Although soils were famously named ‘the poor man’s tropical rainforest’, soil biodiversity is very often overlooked. This is because the majority of soil biodiversity is microorganisms, such as bacteria, archaea, fungi, and protists. However, soils also support an impressive range of invertebrate diversity including earthworms, nematodes (Fig 1), and all sorts of arthropods. Together these organisms are responsible of many essential ecosystem functions, for example, decomposition of organic matter. Arthropods chew and grind up decomposing matter, making it more accessible to microbes, which break down the remaining organic matter. Earthworms are perhaps best known in this regard as they consume organic-rich soils, further releasing accessible nutrients to soil microbes. These functions culminate in the support of plants, which are needed to sustain every terrestrial ecosystem including human civilisation.
Yet, human influences are altering soil systems. Soil biodiversity is often influenced by changes in land use, such as felling a forest for livestock grazing or applying large quantities of inorganic fertilizers. Although the effects of such interventions have been studied on soil communities, advances in high-throughput sequencing have only recently facilitated the study of the natural history of soil biodiversity across large areas including diverse landscapes.
The major objective of my research has been to assess how soil communities change across land uses. Furthermore, I wanted to investigate whether each component of soil organisms were affected in the same way. To do this, I used metabarcoding to collect a snapshot of soil biodiversity from soils collected as part the Glastir Monitoring and Evaluation Programme (GMEP), which was funded by Welsh Government. GEMP assesses the impacts of its recent agri-environment scheme, Glastir and is led by the Centre for Ecology & Hydrology in collaboration other research bodies. Soils were collected for a range of metabarcoding and physico-chemical analyses over the summer months of 2013 and 2014 (Fig 2).

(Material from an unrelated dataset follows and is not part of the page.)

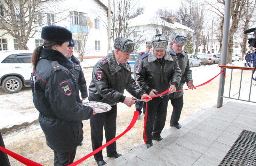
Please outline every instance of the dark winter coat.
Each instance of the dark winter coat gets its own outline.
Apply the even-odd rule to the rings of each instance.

At each sampling site land use was categorised based on plant communities using the Aggregate Vegetation Class methodology.
“Wales was an ideal location for this research, supporting a wide range of land uses. However, the predominant land uses in our study were various grasslands, especially important in supporting livestock production. Furthermore, as Wales is a relatively small, diverse land uses were located close enough that confounding factors such as latitudinal and climatic gradients were constrained (Fig 3).

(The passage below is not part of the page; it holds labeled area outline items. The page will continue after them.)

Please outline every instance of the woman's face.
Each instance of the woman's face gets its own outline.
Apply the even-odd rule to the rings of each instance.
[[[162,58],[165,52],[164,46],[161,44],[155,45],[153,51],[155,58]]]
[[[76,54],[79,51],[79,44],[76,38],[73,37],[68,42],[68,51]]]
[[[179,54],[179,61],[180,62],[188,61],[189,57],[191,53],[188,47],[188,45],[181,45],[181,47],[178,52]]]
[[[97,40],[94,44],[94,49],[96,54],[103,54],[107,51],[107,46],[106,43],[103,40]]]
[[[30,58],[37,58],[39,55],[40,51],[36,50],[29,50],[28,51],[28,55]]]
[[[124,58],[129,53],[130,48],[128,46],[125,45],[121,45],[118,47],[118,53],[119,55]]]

We found divergent trends in soil richness across land uses. Richness of bacteria, fungi, and protists all followed the same trend (Fig. 4a-c), declining from the high-nutrient arable sites to the low-nutrient bogs. This may represent an example of the intermediate disturbance hypothesis (IDH) in soils, which suggests that diversity is highest in areas where successional processes are interrupted by intermittent disturbance events. However, it could simply be that nutrient inputs through fertilization or dormant organisms waiting for opportune conditions to reactivate are driving this trend. Interestingly, unlike other microbes, archaeal richness is highest in low-nutrient areas and lowest in arable sites (Fig. 4d). It is not clear why archaea would not follow the same trends as other microbes. Perhaps acidophilic lineages in moorland grass-mosaic and heath/bog habitats may be driving the trend. Richness of all microbial groups showed significant relationships with soil properties, particularly pH, carbon-to-nitrogen ratio, and bulk density. Finally, animal richness was lowest in arable sites and relatively stable across all other land uses, unlike all microbial groups (Fig. 4e). This was expected to an extent, as soil animals can be extremely sensitive to agricultural disturbance. Furthermore animal richness was not significantly correlated with any environmental characteristics.
Our results lay down a necessary outline of the natural history of soil communities. We demonstrate divergent patterns of biodiversity within major groups of soil organisms. The scale of our work represents an important interface between targeted experiments and global surveys. We plan to use these findings to inform future research. For example, we believe our findings represent a call to investigate major ecological processes such as the IDH in soils generally. But I hope, that above all, our work inspires you to take a moment and think about what’s going on beneath your feet.
Fig 1. Plectus sp. 200X magnification. Nematodes are a major component of soil biodiversity. They are important links in the decomposition food web and can be major consumers of smaller organisms or disease agents of plants and animals.
Fig 2. Soil cores were collected for metabarcoding and physico-chemical analyses.
Fig 3. This photo taken near Bethesda, highlights the diversity of land uses typical of Wales. In the foreground, sheep graze and open grasslands stretch to the hills. Behind the village, plantations of both coniferous and deciduous trees can be seen. In the background are the mountains of Snowdonia.
Fig 4. Richness of soil a bacteria; b fungi; c protists; d archaea; e animals across land use ordered from most (crops/weeds) to least (heath/bog).